Asok Kumar Das and Chittaranjan Dasgupta Solutions for Chapter: Human Eye and Optical Instruments, Exercise 1: EXERCISE 16

The magnifying power of a simple microscope is given by$1+\raisebox{1ex}{$D$}\!\left/ \!\raisebox{-1ex}{$f$}\right.$ where $D$ is the least distance of distinct vision. For a long-sighted person $D$ is greater than the usual. Does it mean that the magnifying power of a simple microscope is greater for a long-sighted person as compared to a normal person?

Street lamp-posts appear to be shorter the farther they are away, although all are of same height. Why does it happen so?

When the lights of a brightly lit room are suddenly put out, the people of the room are blinded for a moment. Why?

A person wears bifocal converging spectacles, one surface of each lens being spherical and the other cylindrical. State the defects in his vision and explain how the spectacles correct them.

A compound microscope consists of an objective lens of focal length $2 \mathrm{cm}$ and an eye-piece lens of a focal length $6.25 \mathrm{cm}$ separated by a distance of $15 \mathrm{cm}$. How far from the objective should an object be placed in order to obtain the final image at the least distance of distinct vision $(25 \mathrm{cm})$.

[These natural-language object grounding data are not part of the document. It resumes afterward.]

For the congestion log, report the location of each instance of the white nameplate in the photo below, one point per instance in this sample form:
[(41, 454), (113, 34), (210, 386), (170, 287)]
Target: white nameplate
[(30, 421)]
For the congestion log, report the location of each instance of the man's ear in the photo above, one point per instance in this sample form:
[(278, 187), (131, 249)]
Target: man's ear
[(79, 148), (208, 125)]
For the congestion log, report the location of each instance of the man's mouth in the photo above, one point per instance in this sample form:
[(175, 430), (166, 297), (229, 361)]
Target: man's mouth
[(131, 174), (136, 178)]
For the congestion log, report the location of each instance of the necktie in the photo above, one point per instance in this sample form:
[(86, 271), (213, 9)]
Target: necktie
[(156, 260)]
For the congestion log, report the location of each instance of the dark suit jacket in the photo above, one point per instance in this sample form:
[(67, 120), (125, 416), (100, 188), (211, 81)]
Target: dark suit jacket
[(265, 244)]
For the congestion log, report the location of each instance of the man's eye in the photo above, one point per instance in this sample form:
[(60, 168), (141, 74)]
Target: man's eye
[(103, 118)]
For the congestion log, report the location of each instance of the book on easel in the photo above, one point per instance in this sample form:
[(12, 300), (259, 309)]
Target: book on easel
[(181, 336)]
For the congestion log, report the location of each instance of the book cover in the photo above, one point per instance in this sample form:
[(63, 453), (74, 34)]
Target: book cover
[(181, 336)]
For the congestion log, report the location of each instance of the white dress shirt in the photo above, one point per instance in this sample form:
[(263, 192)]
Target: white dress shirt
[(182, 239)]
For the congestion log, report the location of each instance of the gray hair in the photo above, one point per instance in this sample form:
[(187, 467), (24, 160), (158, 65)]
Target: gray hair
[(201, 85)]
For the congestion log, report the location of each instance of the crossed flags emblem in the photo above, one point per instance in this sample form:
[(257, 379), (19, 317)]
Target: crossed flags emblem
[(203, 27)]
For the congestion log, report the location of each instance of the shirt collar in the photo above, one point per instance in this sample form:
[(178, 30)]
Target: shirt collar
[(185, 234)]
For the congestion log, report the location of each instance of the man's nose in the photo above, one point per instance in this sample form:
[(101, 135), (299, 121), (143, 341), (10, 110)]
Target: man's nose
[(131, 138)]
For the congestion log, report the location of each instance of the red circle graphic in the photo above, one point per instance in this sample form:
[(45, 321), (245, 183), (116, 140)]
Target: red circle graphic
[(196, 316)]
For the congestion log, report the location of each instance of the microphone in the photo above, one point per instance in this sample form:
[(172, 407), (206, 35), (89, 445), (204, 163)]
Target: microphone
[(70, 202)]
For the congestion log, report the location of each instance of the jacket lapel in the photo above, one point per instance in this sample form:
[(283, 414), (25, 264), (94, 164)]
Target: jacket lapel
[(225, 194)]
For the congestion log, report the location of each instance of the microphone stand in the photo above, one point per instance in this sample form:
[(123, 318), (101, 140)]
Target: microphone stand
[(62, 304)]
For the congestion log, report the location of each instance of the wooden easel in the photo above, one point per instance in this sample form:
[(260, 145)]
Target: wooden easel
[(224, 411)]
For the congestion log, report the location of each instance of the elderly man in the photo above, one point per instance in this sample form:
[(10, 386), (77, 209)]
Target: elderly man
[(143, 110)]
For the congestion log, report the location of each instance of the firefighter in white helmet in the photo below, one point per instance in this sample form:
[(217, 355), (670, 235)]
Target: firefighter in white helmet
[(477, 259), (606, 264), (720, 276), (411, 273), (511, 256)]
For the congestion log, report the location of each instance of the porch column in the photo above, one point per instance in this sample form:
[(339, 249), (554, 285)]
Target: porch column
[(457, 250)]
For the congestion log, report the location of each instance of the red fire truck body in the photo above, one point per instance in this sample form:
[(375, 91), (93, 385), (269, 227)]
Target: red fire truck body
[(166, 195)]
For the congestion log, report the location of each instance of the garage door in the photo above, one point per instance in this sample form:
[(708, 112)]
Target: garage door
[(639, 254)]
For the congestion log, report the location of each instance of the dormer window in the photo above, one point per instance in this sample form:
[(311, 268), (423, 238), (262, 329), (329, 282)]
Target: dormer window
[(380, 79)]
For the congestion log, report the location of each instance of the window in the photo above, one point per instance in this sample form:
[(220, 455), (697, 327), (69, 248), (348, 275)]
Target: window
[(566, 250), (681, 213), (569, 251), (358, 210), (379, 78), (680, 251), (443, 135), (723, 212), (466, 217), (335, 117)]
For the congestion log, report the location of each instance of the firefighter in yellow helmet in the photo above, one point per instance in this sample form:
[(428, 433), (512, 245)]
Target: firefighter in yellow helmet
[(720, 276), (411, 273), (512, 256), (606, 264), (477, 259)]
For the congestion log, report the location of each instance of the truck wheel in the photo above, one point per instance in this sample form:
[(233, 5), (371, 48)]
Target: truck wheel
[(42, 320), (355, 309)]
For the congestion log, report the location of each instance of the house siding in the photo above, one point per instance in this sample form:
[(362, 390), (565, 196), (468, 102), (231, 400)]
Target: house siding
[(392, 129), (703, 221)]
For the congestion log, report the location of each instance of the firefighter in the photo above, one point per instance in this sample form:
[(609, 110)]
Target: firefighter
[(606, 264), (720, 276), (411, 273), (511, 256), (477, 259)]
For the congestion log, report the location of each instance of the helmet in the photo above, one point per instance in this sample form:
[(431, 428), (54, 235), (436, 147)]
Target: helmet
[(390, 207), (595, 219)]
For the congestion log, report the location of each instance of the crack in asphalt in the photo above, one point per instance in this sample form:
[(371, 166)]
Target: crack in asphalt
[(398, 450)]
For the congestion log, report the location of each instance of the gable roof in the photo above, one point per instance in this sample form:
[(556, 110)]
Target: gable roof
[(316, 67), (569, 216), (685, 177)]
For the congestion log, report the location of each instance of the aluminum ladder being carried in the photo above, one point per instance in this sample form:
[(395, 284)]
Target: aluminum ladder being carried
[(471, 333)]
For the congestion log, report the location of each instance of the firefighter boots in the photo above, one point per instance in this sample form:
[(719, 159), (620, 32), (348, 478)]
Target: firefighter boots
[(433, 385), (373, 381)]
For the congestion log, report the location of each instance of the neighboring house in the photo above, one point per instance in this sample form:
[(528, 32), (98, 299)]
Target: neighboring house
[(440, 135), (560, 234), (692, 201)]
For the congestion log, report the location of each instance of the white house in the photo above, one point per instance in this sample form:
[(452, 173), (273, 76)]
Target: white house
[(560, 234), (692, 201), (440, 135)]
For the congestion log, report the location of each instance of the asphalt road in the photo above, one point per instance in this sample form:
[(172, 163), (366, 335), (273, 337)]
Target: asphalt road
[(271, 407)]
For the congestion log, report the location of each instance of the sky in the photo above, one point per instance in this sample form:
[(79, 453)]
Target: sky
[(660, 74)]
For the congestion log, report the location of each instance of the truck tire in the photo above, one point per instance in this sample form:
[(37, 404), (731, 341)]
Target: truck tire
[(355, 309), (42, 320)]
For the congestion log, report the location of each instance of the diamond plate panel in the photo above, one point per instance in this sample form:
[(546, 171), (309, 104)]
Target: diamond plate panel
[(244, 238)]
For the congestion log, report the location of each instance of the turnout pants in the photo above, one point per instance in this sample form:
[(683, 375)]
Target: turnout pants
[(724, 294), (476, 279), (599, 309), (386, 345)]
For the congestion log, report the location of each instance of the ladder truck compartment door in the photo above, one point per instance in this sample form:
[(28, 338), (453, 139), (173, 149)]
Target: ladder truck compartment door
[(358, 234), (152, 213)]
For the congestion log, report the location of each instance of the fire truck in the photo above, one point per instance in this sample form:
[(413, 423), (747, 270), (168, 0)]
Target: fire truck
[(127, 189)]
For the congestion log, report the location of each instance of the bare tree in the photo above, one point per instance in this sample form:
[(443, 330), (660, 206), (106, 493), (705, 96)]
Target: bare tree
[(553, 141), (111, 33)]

A compound microscope consists of an objective lens of focal length $2.0 \mathrm{c}\mathrm{m}$ and an eyepiece of focal length $6.25 \mathrm{c}\mathrm{m}$ separated by a distance of $15 \mathrm{c}\mathrm{m}$. How far from the objective should an object be placed in order to obtain the final image at infinity.

On the 50th birthday, a person can see distinctly object at a distance $25 \mathrm{cm}$ with $+2.5D$ glasses. Ten years later, he reads a letter with the same glasses, but he has to keep the letter $50 \mathrm{cm}$ away. What power of lens should he now use?

A short-sighted person cannot see objects more than 25 $\mathrm{cm}$ away. If the distance between his spectacle and the eye-lens be $1 \mathrm{~cm}$, what power does he need to see far away objects?